PAUL CLAXTON OF CLAXTON, GEORGIA
What’s in a name? Sometimes pure coincidence. And other times, fruitcake. Yes, fruitcake. Approximately, five million pounds of it each year. PGA Life Member Paul Claxton, of Claxton, Georgia, married into the family that has owned Claxton Bakery, proud producers of fruitcake since 1945. The fruitcakes are named after the town of Claxton, which has a water tower that proudly proclaims it as the “Fruitcake Capital of the World.” Paul’s wife, Paula Parker Claxton, is the granddaughter of the first family member to own the company, the late Albert Parker. After Paula and Paul were married, she insisted they live in the town of Claxton. Meanwhile, when Paul Claxton isn’t competing, he is teaching golf 73 miles away at Brunswick (Georgia) Country Club.

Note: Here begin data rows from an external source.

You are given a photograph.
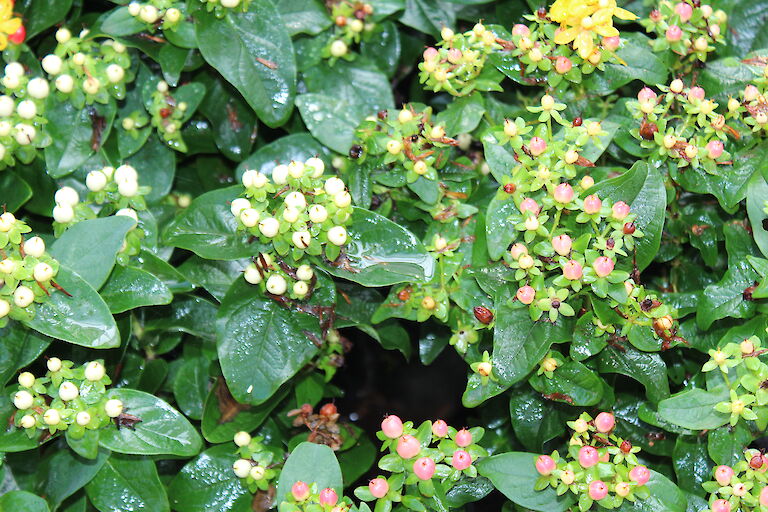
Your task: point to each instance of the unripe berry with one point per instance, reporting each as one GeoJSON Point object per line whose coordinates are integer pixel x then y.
{"type": "Point", "coordinates": [26, 380]}
{"type": "Point", "coordinates": [440, 428]}
{"type": "Point", "coordinates": [276, 284]}
{"type": "Point", "coordinates": [113, 408]}
{"type": "Point", "coordinates": [592, 204]}
{"type": "Point", "coordinates": [337, 235]}
{"type": "Point", "coordinates": [23, 296]}
{"type": "Point", "coordinates": [545, 465]}
{"type": "Point", "coordinates": [640, 475]}
{"type": "Point", "coordinates": [408, 446]}
{"type": "Point", "coordinates": [597, 490]}
{"type": "Point", "coordinates": [241, 467]}
{"type": "Point", "coordinates": [424, 468]}
{"type": "Point", "coordinates": [572, 270]}
{"type": "Point", "coordinates": [378, 487]}
{"type": "Point", "coordinates": [525, 294]}
{"type": "Point", "coordinates": [23, 400]}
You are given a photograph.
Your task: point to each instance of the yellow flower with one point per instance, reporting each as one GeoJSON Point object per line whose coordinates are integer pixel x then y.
{"type": "Point", "coordinates": [581, 19]}
{"type": "Point", "coordinates": [8, 24]}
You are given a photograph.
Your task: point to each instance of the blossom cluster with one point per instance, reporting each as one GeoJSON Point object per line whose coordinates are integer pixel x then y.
{"type": "Point", "coordinates": [598, 467]}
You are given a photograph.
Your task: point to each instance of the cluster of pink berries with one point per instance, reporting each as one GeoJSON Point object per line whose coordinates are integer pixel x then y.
{"type": "Point", "coordinates": [414, 463]}
{"type": "Point", "coordinates": [85, 71]}
{"type": "Point", "coordinates": [26, 271]}
{"type": "Point", "coordinates": [307, 498]}
{"type": "Point", "coordinates": [682, 124]}
{"type": "Point", "coordinates": [599, 466]}
{"type": "Point", "coordinates": [741, 488]}
{"type": "Point", "coordinates": [688, 28]}
{"type": "Point", "coordinates": [456, 66]}
{"type": "Point", "coordinates": [351, 25]}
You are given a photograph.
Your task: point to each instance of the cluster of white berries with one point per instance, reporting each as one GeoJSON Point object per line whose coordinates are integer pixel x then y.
{"type": "Point", "coordinates": [86, 69]}
{"type": "Point", "coordinates": [54, 401]}
{"type": "Point", "coordinates": [26, 270]}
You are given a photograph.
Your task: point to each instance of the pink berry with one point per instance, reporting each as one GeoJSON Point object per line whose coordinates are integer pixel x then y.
{"type": "Point", "coordinates": [640, 475]}
{"type": "Point", "coordinates": [723, 475]}
{"type": "Point", "coordinates": [674, 33]}
{"type": "Point", "coordinates": [463, 438]}
{"type": "Point", "coordinates": [525, 294]}
{"type": "Point", "coordinates": [562, 245]}
{"type": "Point", "coordinates": [520, 30]}
{"type": "Point", "coordinates": [721, 506]}
{"type": "Point", "coordinates": [611, 43]}
{"type": "Point", "coordinates": [684, 10]}
{"type": "Point", "coordinates": [592, 204]}
{"type": "Point", "coordinates": [530, 205]}
{"type": "Point", "coordinates": [572, 270]}
{"type": "Point", "coordinates": [597, 490]}
{"type": "Point", "coordinates": [440, 428]}
{"type": "Point", "coordinates": [715, 149]}
{"type": "Point", "coordinates": [563, 193]}
{"type": "Point", "coordinates": [378, 487]}
{"type": "Point", "coordinates": [563, 65]}
{"type": "Point", "coordinates": [545, 465]}
{"type": "Point", "coordinates": [461, 460]}
{"type": "Point", "coordinates": [328, 497]}
{"type": "Point", "coordinates": [604, 422]}
{"type": "Point", "coordinates": [430, 53]}
{"type": "Point", "coordinates": [300, 491]}
{"type": "Point", "coordinates": [538, 146]}
{"type": "Point", "coordinates": [696, 93]}
{"type": "Point", "coordinates": [408, 447]}
{"type": "Point", "coordinates": [646, 94]}
{"type": "Point", "coordinates": [588, 456]}
{"type": "Point", "coordinates": [620, 210]}
{"type": "Point", "coordinates": [424, 468]}
{"type": "Point", "coordinates": [603, 266]}
{"type": "Point", "coordinates": [392, 426]}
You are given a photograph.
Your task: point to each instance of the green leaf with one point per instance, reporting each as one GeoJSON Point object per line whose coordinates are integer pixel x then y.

The Claxtons go a step further in the name game. The given names of Paul and Paula’s children are. . . Paul and Paula, but the children prefer not to cause any more confusion in the household and answer to the names of Parker and Polly. And, the names of the parents of Claxton’s wife, Paula? Believe it or not, Paul and Paula Parker. That’s three different generations of Paul and Paula.
KITCHENAID FAIRWAY CLUB
Chefs Stephanie Izard and Steve Eakins drew large crowds in the KitchenAid Fairway Club as they kicked off the live cooking demonstrations today. Tomorrow, Chefs Tom Colicchio and Joe Zolnierowski will be demonstrating their skills – same time, same place. Tonight, New York Kitchen is teaming up with KitchenAid for a hands-on ‘Cooking on the Course’ event in the KitchenAid Fairway Club. Friday, KitchenAid is announcing its first of four $5,000 Shopping Spree winners.